What are your interests these days? Have your interests changed since moving to Finland?
- My Bachelor’s degree provided the foundation of my knowledge of international development, which I feel my Master’s degree complemented in another context. It was beneficial to gain various perspectives on interconnected topics during both of my degrees that were taught in different countries.
- I developed strong opinions about Brexit whilst studying the phenomenon in another European Union member state. I don’t believe that I would be living here in Finland if Britain hadn’t been an EU member state. I wouldn’t have met my Finnish partner so I wouldn’t have known much about Finland or had a reason to move here. I wouldn’t have been able to move here using my residency rights as a citizen of an EU member state, nor would I have had the money to pay for a visa. My Master’s thesis examines the role of the Northern Ireland peace process in the Brexit negotiations between Britain and the EU by chronologically analyzing British and Irish online media coverage. I married my partner in July and I took the Finnish language test required for citizenship in August. After receiving the results, I sent my citizenship application in October. I believe that still being an EU citizen after Brexit will improve my career options.

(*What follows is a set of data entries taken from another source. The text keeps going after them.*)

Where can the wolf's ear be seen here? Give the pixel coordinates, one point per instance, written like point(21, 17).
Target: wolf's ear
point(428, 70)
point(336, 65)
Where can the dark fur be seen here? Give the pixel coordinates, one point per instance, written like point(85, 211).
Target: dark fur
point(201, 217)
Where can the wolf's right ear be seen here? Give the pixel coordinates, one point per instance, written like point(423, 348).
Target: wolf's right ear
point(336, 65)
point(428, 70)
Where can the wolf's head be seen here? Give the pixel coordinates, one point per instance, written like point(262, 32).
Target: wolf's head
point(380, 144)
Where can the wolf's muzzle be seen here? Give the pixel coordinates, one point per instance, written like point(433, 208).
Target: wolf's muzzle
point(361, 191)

What is your favorite phrase or word to say in Finnish?
- My favorite word to say in Finnish: maailma (“world”), which is a compound of maa (“earth, ground”) and ilma (“air”).
Where are you going next?
- Currently, a job seeker searching for paid employment in the fields of international development, peacekeeping, or environmental sustainability. Life after graduation is challenging. However, I hope that the network that I’ve developed through my volunteering will eventually lead to a job opportunity.
Advice for new students planning to find work and establishing a new life in Finland?
- I moved to Finland, I was hoping to participate in some Finnish language courses, but I thought that I would have to pay for evening classes. However, I discovered that international students can participate in the Finnish language courses offered by Tampere University and include the credits that we get from them into our studies. I would recommend these courses for international students in Tampere who would like to stay and find work in Finland after graduation.
Lauren is Edunation’s Student Ambassador and an active member of Business Tampere Ambassador Network.